In light of the research support for behavioral activation, and the promising findings of smartphone-delivered psychological interventions in the treatment of depression, we evaluated a smartphone depression application as an adjunct to four face-to-face sessions (blended therapy) for mild to moderate depression. The blended therapy was compared to a full 10-session treatment with no support from a smartphone.

This was a non-inferiority study with unrestricted randomization in a 1:1 ratio. The study was conducted at three clinics in Sweden. 45 participants diagnosed with major depressive disorder received the blended treatment, and 43 participants received the full 10-session treatment. Main outcome measures were the BDI-II and the PHQ-9.

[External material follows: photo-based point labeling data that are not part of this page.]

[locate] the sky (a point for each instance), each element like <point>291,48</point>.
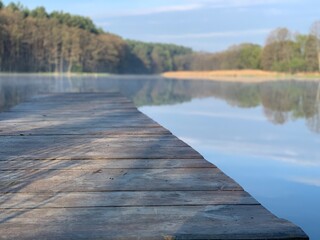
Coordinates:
<point>204,25</point>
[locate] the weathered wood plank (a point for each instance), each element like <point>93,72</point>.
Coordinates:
<point>124,199</point>
<point>189,179</point>
<point>96,165</point>
<point>90,166</point>
<point>25,143</point>
<point>82,152</point>
<point>177,222</point>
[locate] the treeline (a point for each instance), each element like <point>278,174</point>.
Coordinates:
<point>37,41</point>
<point>284,51</point>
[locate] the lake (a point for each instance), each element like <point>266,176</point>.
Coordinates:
<point>266,136</point>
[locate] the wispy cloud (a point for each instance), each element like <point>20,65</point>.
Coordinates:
<point>223,34</point>
<point>236,3</point>
<point>307,181</point>
<point>180,6</point>
<point>150,11</point>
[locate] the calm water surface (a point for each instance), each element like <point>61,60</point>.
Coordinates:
<point>266,136</point>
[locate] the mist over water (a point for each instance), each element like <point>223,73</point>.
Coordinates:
<point>264,135</point>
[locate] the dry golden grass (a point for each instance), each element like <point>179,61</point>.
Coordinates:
<point>241,75</point>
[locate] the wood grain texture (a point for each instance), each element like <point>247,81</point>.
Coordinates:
<point>91,166</point>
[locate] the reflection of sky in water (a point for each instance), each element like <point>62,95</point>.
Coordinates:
<point>277,164</point>
<point>270,145</point>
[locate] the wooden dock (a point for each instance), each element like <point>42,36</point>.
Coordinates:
<point>91,166</point>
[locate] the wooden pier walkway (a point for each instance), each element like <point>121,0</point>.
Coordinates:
<point>91,166</point>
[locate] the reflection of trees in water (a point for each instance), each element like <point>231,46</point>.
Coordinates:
<point>281,101</point>
<point>314,121</point>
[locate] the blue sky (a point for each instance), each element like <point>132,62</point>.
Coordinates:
<point>205,25</point>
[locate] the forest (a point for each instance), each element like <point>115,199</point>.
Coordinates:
<point>38,41</point>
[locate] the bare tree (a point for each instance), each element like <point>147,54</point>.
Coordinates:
<point>315,31</point>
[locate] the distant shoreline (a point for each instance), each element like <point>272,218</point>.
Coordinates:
<point>247,76</point>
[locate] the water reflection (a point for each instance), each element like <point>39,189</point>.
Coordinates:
<point>281,101</point>
<point>277,163</point>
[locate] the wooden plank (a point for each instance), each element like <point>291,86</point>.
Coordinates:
<point>93,131</point>
<point>96,165</point>
<point>25,143</point>
<point>90,166</point>
<point>177,222</point>
<point>124,199</point>
<point>189,179</point>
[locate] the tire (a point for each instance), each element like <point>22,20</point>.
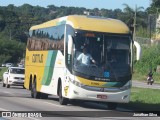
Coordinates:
<point>112,106</point>
<point>34,93</point>
<point>62,100</point>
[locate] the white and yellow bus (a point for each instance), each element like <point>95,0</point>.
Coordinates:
<point>51,66</point>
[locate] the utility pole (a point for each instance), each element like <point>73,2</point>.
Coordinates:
<point>135,17</point>
<point>10,34</point>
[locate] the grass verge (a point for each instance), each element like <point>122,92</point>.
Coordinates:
<point>2,70</point>
<point>143,99</point>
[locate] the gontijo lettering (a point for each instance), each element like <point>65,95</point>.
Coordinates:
<point>37,58</point>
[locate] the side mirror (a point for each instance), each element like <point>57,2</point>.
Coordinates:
<point>70,44</point>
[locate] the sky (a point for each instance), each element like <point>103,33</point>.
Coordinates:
<point>90,4</point>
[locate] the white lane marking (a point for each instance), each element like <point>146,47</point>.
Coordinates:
<point>53,104</point>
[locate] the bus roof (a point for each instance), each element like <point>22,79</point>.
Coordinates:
<point>90,23</point>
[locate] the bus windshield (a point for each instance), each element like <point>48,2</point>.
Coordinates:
<point>101,56</point>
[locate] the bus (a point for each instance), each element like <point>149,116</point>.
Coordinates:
<point>52,52</point>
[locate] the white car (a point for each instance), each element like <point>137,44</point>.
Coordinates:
<point>14,76</point>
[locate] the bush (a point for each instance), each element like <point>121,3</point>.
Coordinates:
<point>149,61</point>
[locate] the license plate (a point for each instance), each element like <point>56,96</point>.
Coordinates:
<point>102,96</point>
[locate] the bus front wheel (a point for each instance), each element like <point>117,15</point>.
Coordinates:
<point>62,100</point>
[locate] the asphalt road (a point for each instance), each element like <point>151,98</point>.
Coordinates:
<point>18,100</point>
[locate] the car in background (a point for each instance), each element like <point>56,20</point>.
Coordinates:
<point>14,76</point>
<point>3,65</point>
<point>9,64</point>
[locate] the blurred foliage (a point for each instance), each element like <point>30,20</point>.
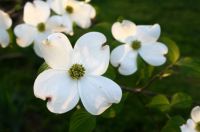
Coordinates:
<point>175,95</point>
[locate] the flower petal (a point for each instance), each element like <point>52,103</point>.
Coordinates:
<point>125,58</point>
<point>189,126</point>
<point>60,24</point>
<point>25,34</point>
<point>153,53</point>
<point>97,93</point>
<point>36,12</point>
<point>4,38</point>
<point>93,53</point>
<point>56,51</point>
<point>58,88</point>
<point>38,42</point>
<point>58,6</point>
<point>5,20</point>
<point>195,114</point>
<point>122,31</point>
<point>148,34</point>
<point>83,13</point>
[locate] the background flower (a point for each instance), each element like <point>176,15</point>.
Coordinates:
<point>5,24</point>
<point>77,11</point>
<point>138,40</point>
<point>38,25</point>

Results showed no significant interaction effects of group and time on any of the outcome measures neither from pre-treatment to post-treatment nor from pre-treatment to the 6-month follow up. The average therapist time per participant for the blended treatment was 291 minutes, which was a reduction of time with 44.6 % compared to the full 10-session program.


We assume that the reduction of sessions while still having the therapist highly involved in the treatment will have implications for the planning of psychological services. Moreover, from a theoretical point of view, the trial could be important as it tests the possibility to integrate modern information technology with face-to-face therapy.


Since the two treatments yielded equivalent outcomes and at the same time, the blended treatment reduced the therapist time with an average of 44.6 %, this could have important implications from a societal perspective.